In [5]:
import pandas as pd
import os

# --- Configuration ---

# 1. INPUT FILE NAME: CHANGE THIS to your actual file name or path.
# We are changing this to read the .xlsx file.
INPUT_FILENAME = r"C:\Users\bhatt\OneDrive\Desktop\Sameek\0. University of North Texas\UNT Masters Course\Semester 3 - Fall 2025\CSCE 5310 - Methods in Empirical Analysis\Project\Code\raw_data_essay_set1.xlsx" 

# 2. TARGET DIRECTORY: The exact path where you want to save the .txt files
OUTPUT_DIR = r"C:\Users\bhatt\OneDrive\Desktop\Sameek\0. University of North Texas\UNT Masters Course\Semester 3 - Fall 2025\CSCE 5310 - Methods in Empirical Analysis\Project\Code\Repo"

# 3. COLUMN NAMES (Ensure these match your file's headers)
DOC_NUM_COL = 'document_number'
ESSAY_COL = 'essay'

# --- Main Execution Function ---

def export_essays_to_txt_from_excel(input_file, output_directory):
    """Reads the Excel dataset and saves each essay into a separate text file."""
    
    # --- File Loading (MODIFIED TO READ EXCEL) ---
    try:
        # Use read_excel() instead of read_csv()
        df = pd.read_excel(input_file) 
        print(f"Successfully loaded data from: {input_file}")
    except FileNotFoundError:
        print(f"❌ Error: The input file '{input_file}' was not found.")
        print("Please check the INPUT_FILENAME configuration.")
        return
    except Exception as e:
        print(f"❌ Error reading file: {e}")
        return

    # 1. Ensure the output directory exists
    try:
        os.makedirs(output_directory, exist_ok=True)
        print(f"Output directory ensured: {output_directory}")
    except OSError as e:
        print(f"❌ Error creating directory: {e}")
        return

    # 2. Iterate through the DataFrame and create files
    files_created_count = 0
    
    for index, row in df.iterrows():
        try:
            doc_num = str(row[DOC_NUM_COL])
            essay_content = str(row[ESSAY_COL])

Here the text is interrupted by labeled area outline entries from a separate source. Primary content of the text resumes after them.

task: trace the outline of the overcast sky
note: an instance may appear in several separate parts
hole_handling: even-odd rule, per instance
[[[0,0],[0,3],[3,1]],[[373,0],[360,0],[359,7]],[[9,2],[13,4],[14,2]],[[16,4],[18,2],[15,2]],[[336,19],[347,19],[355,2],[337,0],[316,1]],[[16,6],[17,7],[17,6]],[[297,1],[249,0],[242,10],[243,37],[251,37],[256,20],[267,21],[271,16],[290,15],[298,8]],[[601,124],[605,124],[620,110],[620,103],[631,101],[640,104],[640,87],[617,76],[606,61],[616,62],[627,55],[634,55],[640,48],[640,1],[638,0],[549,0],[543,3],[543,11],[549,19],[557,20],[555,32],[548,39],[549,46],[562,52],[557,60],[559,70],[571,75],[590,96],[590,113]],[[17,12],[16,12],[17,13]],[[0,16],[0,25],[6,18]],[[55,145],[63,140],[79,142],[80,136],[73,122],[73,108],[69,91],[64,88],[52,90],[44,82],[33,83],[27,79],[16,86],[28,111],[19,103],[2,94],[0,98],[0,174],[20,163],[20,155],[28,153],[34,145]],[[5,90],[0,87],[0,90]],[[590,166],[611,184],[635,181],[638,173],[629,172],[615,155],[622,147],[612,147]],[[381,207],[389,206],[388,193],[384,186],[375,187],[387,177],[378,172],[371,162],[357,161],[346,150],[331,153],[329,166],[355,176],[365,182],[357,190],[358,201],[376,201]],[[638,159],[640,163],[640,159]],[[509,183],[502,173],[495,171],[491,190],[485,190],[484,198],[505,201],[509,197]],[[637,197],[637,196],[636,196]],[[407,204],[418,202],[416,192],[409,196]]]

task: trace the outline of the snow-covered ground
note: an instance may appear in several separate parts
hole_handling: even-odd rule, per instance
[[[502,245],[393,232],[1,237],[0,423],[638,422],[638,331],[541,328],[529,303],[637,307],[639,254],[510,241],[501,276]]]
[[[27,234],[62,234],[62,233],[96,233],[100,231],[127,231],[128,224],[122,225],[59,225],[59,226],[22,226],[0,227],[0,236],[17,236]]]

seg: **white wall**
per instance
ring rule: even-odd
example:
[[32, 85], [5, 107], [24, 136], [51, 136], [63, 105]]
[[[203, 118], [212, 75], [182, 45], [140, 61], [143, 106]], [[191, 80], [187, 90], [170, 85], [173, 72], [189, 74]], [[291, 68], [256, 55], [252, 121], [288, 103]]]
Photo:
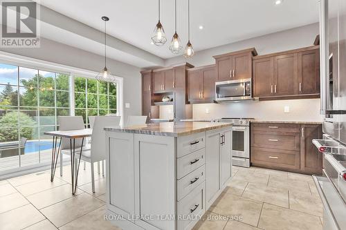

            # Construct the full path and filename
            filename = f"{doc_num}.txt"
            file_path = os.path.join(output_directory, filename)

            # Write the essay content to the .txt file
            with open(file_path, 'w', encoding='utf-8') as f:
                f.write(essay_content)
            
            files_created_count += 1
            
        except KeyError as e:
            print(f"❌ Error: Column {e} not found. Check DOC_NUM_COL and ESSAY_COL configuration.")
            return
        except Exception as e:
            print(f"❌ Failed to process essay at index {index}: {e}")

    print("\n✅ Execution Complete.")
    print(f"Total files successfully created: {files_created_count}")
    print(f"Files saved in: {output_directory}")


# Execute the function
export_essays_to_txt_from_excel(INPUT_FILENAME, OUTPUT_DIR)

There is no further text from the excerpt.